How to Calculate Standard deviation, Definition, Formula And Types
Here we learn about How to Calculate Standard deviation in details. let’s start
Definition: Standard deviation is a statistical measure of the amount of variation or dispersion of a set of values.
A standard deviation table can be useful for identifying outliers, understanding the distribution of the data, and making inferences about a population based on a sample.
Standard Deviation Calculator
Standard Deviation Calculator
Standard deviation table
The standard deviation is a measure of the spread or dispersion of a set of data. A table of standard deviations can be used to understand the distribution of the data and to make statistical inferences. The table typically includes the following information:
- Mean: The average of the data set.
- Standard deviation: The measure of the spread of the data set.
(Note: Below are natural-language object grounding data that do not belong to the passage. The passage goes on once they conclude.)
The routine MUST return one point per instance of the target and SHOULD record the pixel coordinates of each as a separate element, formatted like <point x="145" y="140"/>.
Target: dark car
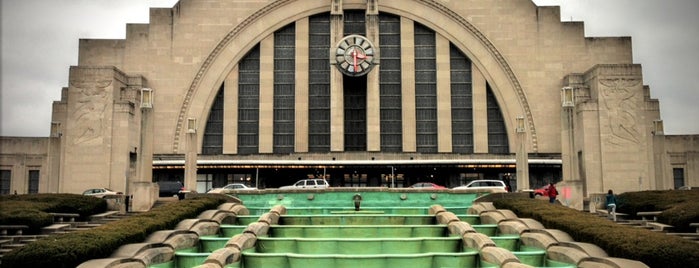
<point x="427" y="185"/>
<point x="170" y="188"/>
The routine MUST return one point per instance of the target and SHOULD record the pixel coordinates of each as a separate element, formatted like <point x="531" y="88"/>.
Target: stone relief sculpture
<point x="620" y="101"/>
<point x="89" y="110"/>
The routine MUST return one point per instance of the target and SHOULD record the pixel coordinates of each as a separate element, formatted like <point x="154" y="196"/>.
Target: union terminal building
<point x="363" y="93"/>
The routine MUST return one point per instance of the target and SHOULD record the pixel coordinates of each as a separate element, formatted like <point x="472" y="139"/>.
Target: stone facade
<point x="607" y="138"/>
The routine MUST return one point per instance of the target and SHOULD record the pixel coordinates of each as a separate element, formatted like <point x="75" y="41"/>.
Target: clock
<point x="354" y="55"/>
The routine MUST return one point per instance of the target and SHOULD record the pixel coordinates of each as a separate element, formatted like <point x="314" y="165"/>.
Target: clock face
<point x="354" y="55"/>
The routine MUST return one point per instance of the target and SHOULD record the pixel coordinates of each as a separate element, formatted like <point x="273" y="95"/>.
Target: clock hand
<point x="354" y="56"/>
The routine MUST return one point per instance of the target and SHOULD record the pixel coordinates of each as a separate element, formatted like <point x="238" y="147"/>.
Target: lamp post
<point x="568" y="128"/>
<point x="522" y="157"/>
<point x="140" y="187"/>
<point x="190" y="176"/>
- Data points: The individual observations in the data set.
- Z-scores: The number of standard deviations each data point is from the mean.
- Percentiles: The values that divide the data set into 100 equal parts.
Formula: The formula for standard deviation is:
This is the formula for Standard Deviation:
SD = √(Σ(X - μ)^2 / N)
where X is each value in the dataset, μ is the mean of the dataset, N is the number of values in the dataset, and Σ represents the sum of.
Standard deviation formula
The standard deviation formula for a sample of data is:
sqrt( Σ (X-x̄)^2 / (n-1) )
where X is a value in the sample, x̄ is the sample mean, n is the number of values in the sample, and Σ denotes the sum of all the values.
For a population of data, the standard deviation formula is:
sqrt( Σ (X-μ)^2 / N)
where X is a value in the population, μ is the population mean, N is the number of values in the population, and Σ denotes the sum of all the values.
How to calculate Standard deviation:
- Calculate the mean (μ) of the data set.
- Subtract each value from the mean (X - μ)
- Square each result from step 2.
- Sum up all the squared results.
- Divide the result from step 4 by the number of data points in the dataset (N).
- Take the square root of the result from step 5 to find the standard deviation.
Need: Standard deviation is useful in many applications, including in finance to measure the risk of an investment, in medicine to describe the spread of disease, and in psychology to describe the range of individual responses to a test.
Example:
Consider a data set of 5 values: 2, 4, 4, 4, 5.
- Mean (μ) = (2 + 4 + 4 + 4 + 5) / 5 = 4
- X - μ = -2, 0, 0, 0, 1
- (X - μ)^2 = 4, 0, 0, 0, 1
- Σ(X - μ)^2 = 5
- SD = √(5 / 5) = √(1) = 1
The standard deviation of this data set is 1.
There are two types of standard deviation:
- Population Standard Deviation: The standard deviation of all the values in a population.
- Sample Standard Deviation: The standard deviation of a sample taken from a population.
Population and Sample Standard Deviation Calculator
Standard Deviation Calculator
Population Standard Deviation:
- Definition: The square root of the average of the squared differences between each value in a population and the mean of that population.
- Formula: sqrt( Σ (X-μ)^2 / N) where X is a value in the population, μ is the population mean, N is the number of values in the population, and Σ denotes the sum of all the values.
- Importance: The population standard deviation provides a measure of the variability or spread of a population. It gives an idea of how spread out the values in a population are from its mean.
- Example: Consider a population of heights of 10 people, where the heights are 160, 165, 170, 170, 175, 180, 182, 185, 190, and 195 cm. The population mean is 176 cm and the population standard deviation is 8.25 cm.